第4話 蠅の王part2
デリンジャーさんには困ったものだ。
バーテンダーのサムは思った。この店を守りたい(もしくは話しかけてきた女に見栄を張りたくて)というのはわかるが、だからといって人を殺す必要があるのか。
しかもよくわからないやり方で。熱せられた鉄の様になった手で酔っ払いの顔をわしづかみにすると酔っ払いは苦しみ死んだ。
サムは誰も来ないアマリリスの入り口をぼうっと眺めながら取り留めのない考えを続けた。
あれは輝ける太陽の司祭が信者に見せる火の奇跡に似ている。
いつもウヴォスク地区のウヴォスク・フレイ教会で行われる集会は空席が目立つが今日は教会椅子は満席だった。教壇には神父のトム・フレイが立っている。
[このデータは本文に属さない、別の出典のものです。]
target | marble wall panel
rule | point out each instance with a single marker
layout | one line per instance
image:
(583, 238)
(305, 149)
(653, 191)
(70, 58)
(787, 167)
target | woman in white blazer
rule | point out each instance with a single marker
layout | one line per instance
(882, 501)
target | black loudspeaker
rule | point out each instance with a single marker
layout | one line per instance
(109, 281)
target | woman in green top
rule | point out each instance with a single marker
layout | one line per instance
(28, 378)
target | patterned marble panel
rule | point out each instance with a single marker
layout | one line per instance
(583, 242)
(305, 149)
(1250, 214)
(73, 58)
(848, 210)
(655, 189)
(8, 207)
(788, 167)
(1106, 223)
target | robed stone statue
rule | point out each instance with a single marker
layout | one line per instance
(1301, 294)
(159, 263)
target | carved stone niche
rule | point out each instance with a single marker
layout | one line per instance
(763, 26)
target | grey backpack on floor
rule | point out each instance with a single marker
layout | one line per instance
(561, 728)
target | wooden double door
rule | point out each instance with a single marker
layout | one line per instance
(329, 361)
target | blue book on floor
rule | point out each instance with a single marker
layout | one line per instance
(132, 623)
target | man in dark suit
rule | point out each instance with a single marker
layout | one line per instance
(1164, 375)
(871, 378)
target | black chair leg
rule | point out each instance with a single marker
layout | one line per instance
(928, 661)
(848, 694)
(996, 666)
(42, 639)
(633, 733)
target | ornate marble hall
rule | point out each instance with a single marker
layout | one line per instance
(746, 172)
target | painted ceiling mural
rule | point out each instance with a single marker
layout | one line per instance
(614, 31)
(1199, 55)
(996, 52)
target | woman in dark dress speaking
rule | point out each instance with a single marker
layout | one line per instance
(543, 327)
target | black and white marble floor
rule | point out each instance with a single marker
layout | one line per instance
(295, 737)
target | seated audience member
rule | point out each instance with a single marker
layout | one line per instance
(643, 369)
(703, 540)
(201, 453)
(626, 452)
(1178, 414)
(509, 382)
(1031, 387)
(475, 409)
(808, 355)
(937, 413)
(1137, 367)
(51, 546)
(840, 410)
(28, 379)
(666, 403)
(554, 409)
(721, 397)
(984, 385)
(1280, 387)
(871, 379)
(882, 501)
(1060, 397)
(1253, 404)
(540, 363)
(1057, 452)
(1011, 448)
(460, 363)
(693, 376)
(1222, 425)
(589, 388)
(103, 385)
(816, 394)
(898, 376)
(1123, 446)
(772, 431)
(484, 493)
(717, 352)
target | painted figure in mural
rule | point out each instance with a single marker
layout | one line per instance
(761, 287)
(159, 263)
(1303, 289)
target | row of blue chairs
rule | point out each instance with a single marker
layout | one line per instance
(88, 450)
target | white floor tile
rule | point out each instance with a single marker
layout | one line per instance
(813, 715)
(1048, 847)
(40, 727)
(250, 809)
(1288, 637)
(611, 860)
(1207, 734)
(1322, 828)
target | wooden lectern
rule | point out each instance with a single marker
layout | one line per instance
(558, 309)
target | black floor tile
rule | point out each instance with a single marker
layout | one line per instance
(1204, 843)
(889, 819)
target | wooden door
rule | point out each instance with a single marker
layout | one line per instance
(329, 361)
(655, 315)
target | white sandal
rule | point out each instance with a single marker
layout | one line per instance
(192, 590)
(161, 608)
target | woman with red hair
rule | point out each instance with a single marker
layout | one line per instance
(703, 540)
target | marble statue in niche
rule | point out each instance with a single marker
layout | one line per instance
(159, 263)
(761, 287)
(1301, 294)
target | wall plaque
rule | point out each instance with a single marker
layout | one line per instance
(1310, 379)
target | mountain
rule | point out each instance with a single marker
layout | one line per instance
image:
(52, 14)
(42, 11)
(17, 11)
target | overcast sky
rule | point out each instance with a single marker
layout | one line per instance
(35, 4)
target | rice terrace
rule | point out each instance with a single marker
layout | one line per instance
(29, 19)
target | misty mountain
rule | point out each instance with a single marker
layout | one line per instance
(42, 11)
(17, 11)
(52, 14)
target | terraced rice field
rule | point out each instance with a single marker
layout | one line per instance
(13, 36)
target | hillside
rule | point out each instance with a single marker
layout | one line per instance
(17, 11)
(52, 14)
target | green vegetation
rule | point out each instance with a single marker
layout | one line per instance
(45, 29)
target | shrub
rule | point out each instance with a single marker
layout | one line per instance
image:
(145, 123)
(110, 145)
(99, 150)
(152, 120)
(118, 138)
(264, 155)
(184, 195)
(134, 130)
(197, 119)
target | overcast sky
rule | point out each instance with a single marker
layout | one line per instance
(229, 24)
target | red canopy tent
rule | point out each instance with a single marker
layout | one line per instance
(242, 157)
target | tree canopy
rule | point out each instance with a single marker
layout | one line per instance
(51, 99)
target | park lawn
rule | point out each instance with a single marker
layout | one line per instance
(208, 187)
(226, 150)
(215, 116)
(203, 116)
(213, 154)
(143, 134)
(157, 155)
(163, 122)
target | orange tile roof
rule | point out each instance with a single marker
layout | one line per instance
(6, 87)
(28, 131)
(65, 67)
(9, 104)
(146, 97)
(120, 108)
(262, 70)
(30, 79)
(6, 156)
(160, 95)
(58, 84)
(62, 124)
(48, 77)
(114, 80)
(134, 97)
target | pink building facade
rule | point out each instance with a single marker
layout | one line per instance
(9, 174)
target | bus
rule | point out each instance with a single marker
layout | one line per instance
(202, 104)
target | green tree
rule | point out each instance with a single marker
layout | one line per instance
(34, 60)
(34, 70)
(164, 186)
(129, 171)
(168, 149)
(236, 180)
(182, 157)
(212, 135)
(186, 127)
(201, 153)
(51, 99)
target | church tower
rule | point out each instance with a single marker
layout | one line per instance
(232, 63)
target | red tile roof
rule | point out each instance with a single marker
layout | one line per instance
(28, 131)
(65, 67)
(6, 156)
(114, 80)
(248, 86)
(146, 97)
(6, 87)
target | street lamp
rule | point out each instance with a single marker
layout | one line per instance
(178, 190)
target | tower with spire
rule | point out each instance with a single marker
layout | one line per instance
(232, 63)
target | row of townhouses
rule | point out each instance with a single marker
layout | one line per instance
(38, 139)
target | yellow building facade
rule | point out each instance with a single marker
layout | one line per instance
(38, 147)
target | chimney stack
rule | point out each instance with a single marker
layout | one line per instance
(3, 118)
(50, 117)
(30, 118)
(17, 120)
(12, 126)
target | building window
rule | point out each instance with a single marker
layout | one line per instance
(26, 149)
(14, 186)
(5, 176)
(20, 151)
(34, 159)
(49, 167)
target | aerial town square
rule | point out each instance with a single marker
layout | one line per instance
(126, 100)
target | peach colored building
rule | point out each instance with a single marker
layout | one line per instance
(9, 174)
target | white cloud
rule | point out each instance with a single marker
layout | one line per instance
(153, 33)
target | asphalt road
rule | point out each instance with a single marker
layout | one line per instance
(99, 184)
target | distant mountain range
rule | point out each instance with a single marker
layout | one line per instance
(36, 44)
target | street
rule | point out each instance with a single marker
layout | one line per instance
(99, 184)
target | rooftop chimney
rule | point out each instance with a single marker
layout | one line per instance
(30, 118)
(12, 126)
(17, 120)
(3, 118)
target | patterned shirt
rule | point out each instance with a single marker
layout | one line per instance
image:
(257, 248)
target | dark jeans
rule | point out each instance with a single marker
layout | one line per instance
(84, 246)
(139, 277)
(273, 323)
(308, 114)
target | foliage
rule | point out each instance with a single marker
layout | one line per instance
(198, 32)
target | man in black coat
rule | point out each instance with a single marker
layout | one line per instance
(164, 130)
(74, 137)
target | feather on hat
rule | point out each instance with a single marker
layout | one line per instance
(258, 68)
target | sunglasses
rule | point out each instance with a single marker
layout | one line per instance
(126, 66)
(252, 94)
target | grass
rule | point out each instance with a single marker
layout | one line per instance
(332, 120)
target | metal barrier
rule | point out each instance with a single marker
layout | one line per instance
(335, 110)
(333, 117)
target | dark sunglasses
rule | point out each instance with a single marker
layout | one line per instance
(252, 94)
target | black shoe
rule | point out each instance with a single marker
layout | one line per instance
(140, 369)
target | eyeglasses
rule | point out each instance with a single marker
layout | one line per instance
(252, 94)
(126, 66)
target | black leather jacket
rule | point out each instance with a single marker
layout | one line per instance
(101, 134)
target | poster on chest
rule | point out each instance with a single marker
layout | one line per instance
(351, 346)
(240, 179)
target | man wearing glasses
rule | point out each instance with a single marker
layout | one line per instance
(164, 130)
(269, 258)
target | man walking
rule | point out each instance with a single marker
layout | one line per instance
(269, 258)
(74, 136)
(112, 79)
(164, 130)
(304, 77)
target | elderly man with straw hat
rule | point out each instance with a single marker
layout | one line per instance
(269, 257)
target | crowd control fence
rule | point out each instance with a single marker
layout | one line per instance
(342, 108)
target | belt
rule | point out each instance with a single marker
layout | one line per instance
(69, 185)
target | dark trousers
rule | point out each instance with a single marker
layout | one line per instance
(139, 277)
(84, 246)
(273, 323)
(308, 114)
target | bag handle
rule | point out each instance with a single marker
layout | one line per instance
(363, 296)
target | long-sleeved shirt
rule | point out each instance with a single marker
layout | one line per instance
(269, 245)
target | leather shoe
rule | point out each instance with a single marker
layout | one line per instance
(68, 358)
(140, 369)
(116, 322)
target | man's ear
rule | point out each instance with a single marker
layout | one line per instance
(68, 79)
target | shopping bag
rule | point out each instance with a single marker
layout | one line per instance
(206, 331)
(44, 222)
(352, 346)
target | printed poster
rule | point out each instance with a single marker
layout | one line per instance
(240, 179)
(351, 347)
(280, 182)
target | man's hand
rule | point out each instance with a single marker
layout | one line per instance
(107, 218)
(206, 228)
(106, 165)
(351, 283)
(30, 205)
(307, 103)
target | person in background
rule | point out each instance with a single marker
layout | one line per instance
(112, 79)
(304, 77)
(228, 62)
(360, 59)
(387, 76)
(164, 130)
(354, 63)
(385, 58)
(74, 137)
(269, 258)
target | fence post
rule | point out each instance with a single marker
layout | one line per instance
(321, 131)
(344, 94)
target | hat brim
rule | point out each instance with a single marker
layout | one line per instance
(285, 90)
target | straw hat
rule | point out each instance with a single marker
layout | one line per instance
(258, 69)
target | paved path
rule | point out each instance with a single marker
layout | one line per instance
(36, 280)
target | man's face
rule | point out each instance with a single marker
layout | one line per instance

「皆々様、覚えておいてください。輝ける太陽は天におわします太陽の様に全ての人、全てのエルフ、全てのドワーフ。差別なく照らします。それによって悪魔は立ち去って善なる人々は幸せに過ごせるでしょう。」
司祭が輝ける太陽の祈りの言葉を呟くと左手を前へ突き出した。すると左手のひらから突如、火花が散り始め、段々その勢いは増して一つの炎となった。
「これが奇跡です、神の御業です。」
サムのこの神秘体験について考えをめぐらしていたが、アマリリスの入り口にフードを目深に被った人が現れた事で現実に戻された。
「おい、もう店じまいだよ。旦那。」
背の低いフードの男は聞こえていなかったのか、入り口から一歩も動かない。聞こえなかったのか。
「聞こえなかったか、もう閉まってるんだよ。」
サムは大声で言ったがフードの男はアマリリスの中へ入っていった。サムはカウンターからフードの男を静止したが無視して歩いていく。店の端で床の血のシミをスポンジでこすっていたウェイターが立ち上がって、フードの男の前に立ちはだかった。
「申し訳ないが、帰ってもらえますか?」
ウェイターはあくまで紳士的に装ったがその声色は怒りで満ちている。
「約束がある。」
ウェイターはその声を聞いた時に不意を突かれた。女の声だ。ウェイターは思わずフードの中を覗き込んだ。漆黒の髪とブラウン色の瞳、褐色の肌に頬の傷痕。そしてエルフ族特有のとんがった耳。
ウェイターは後ろに下がり十字を切った。それはほとんど無意識の行いだった。黒い髪のエルフ。呪われた血。ダークエルフ。